The Love Club Lyrics

I'm in a clique but I want out
It's not the same as when I was punched
In the old days there was enough
The card games and ease with the bitter salt of blood
I was in but I want out
My mother's love is choking me
I'm sick of words that hang...

  1. 1TOP RATED

    #1 top rated interpretation:
    anonymous
    click a star to vote
    Mar 1st 2014 !⃝

    Lorde mentioned in an interview that this song is about how a teenager's "friendships can distance them from their family". This makes sense, because so often teens will go party and hang with friends and forget about those who watched them grow up like their parents. This is evident in the bridge when she sings, "The only problem that I got with the club is that you're severed from the people who watched you grow up."

    The entire song is a satirical outlook on the cliques kids will join in school and throughout their teen years because it's enticing and may result in "fitting in" better when, in reality, it's all a hoax and eventually you discover it's not everything it was cracked up to be.

    When she says "it's not the same as when I was punched", she's referring to how she joined the clique. She's using being punched as form of initiation in order to join a gang as a metaphor for having to change who she truly was and forget the ones who truly care about her in order to fit in with the clique she's joined. She's now realizing that the people she's become friends with aren't as great as they seemed when she first became a part of their clique.

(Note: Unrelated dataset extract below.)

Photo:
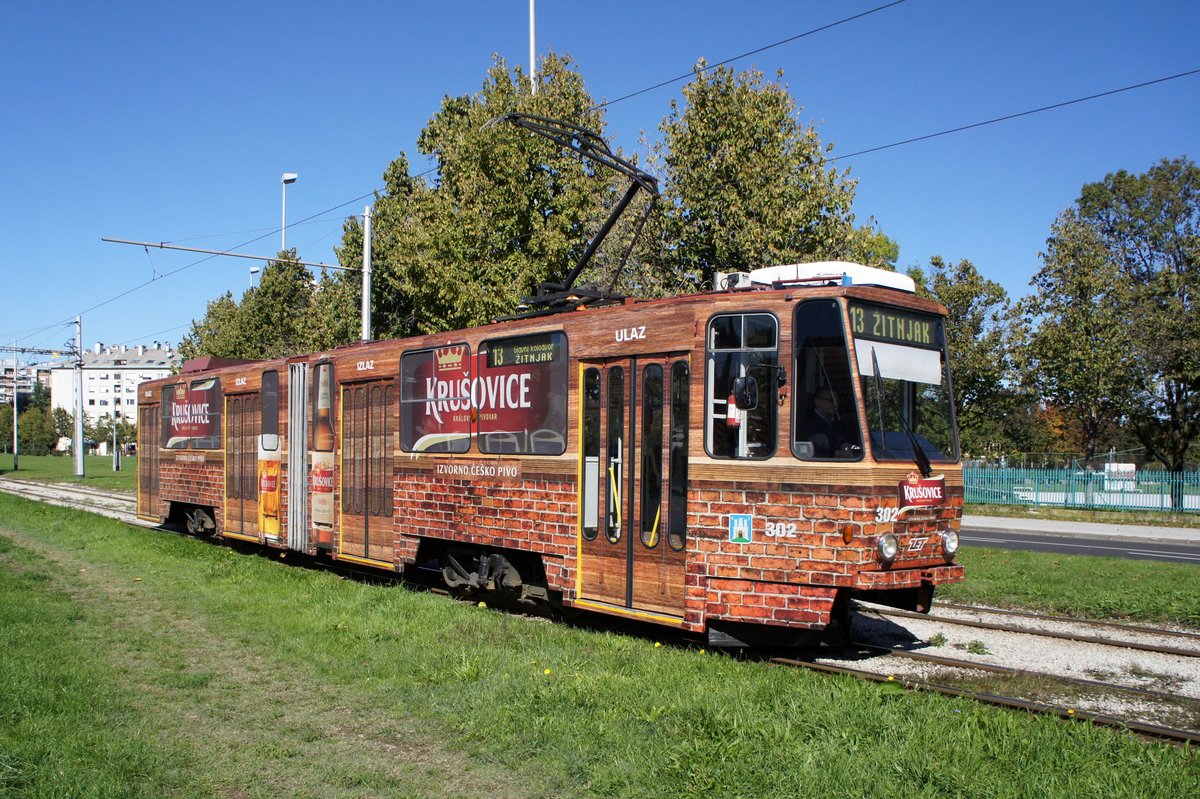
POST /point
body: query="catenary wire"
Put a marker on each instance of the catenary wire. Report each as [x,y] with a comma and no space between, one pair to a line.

    The chorus is complete sarcasm. "Be a part of the love club. Everything will glow for you." She's saying that those are the lies she was told before she joined the clique but she soon discovered, after she was "punched", that she was living a lifestyle that she wasn't proud of.

    The second verse explains how she felt when she first joined the clique. Things seemed cool. "There are fights for being my best friend". She felt wanted and important to the clique. When she says "I'm sitting pretty on the throne, there's nothing more I want except to be along", she's talking about how she finally became the head of the clique, the popular girl. But she was so tainted and wanted nothing to do with other people who may lower her title. It's more satire. She's most likely mocking the people she's known her are like that or have changed in order to fit into a certain echelon at school.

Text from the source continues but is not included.